Tell students you are going to say five facts about your life and afterwards you
want them to repeat the facts back to you. Then mime the information to the
class, and when you have finished elicit it from the students.
Depending on the level of the class, it could be information about your family,
house, (eg. I have two children and a cat, I live in a small apartment on the
fifth floor), your daily routine, what you did before the lesson, your last holiday,
etc. The students then do the same in pairs.
Note:
(a) If the students have misunderstood something, mime the information for
them again, don't tell them.
(b) Unless you are a confident actor, practise before you do this!
This is adapted from an idea by Julie Shehata.

Phonemic hangman
All levels
A new twist of a popular game, to help students revise the phonemic alphabet.

Play this in exactly the same way as traditional hangman (see note (a) below).
For example, the word car, instead of being C A R would be /ka:/. Instead of
calling out letters, the students must suggest the sounds in the word.
Note:
(a) In the traditional game, one person (here, the teacher, at least at first)
thinks of a word and writes on the board one dash for every letter in that word.
(eg. for the word car, write _ _ _ ). The 'guessers' (students) try to find the word
by calling out possible letters. If the word includes a letter suggested, the
teacher writes it in the correct position; if the word does not include the letter,
the teacher draws one line in the picture of the scaffold and hanging figure.
Also note down the letters incorrectly suggested. The idea is to find the
complete word before the picture is completed and thereby to save the
hanging man.
(b) It is easier if students have a phonemic chart on the wall or in a course book
or dictionary to refer to; you might want to encourage them to look for the
words in their dictionaries.
Read around the room
Intermediate to Upper-Intermediate
An enjoyable task to develop students' reading skills.

Prepare the room before the students arrive or while they are busy with a task
during the lesson.

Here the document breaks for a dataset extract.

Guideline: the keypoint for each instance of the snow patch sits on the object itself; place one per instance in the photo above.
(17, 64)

Stick up around the room a number of cartoons, quotations,
advertisements, jokes...anything with an intrinsic interest value. Ask the
students to move around the class and read as many of these as possible. Feed
back briefly by simply asking the students which one they liked the best.
Note: Possible sources of materials could be:
• quotations - reference books of collected quotations; 'soundbites'
columns in British newspapers
• jokes - collections in books, especially children's jokes
• advertising - glossy magazines; Sunday colour supplements of British
newspapers
• cartoons - published collections; newspapers or magazines
• trivia - published collections
Variation: Do the same thing with student-produced writing to encourage peer-
reading for interest/pleasure.

Scrambled English
Elementary to Pre-Intermediate
A simple but effective way of practising sentence structure.

Write on the board or on an OHT the words that make up a sentence or


sentences in 'word clouds' eg.

The students have to unscramble the sentences. (What's the lesson about
today? Look at page 29 to find out).
As well as lesson lead-ins, you could scramble sentences to revise particular
grammatical structures (e.g. I was surfing the net last night when I found a
really good travel site), jokes (e.g. doctor-patient, children's jokes), trivia
(useless pieces of information), etc.

Variations:
(a) To increase the challenge, give a time limit and ask the students to work in
silence and shout out when they have unscrambled the words.
(b) Dictate the words one by one (in a mixed-up order) and then ask the
students to work out the sentence(s).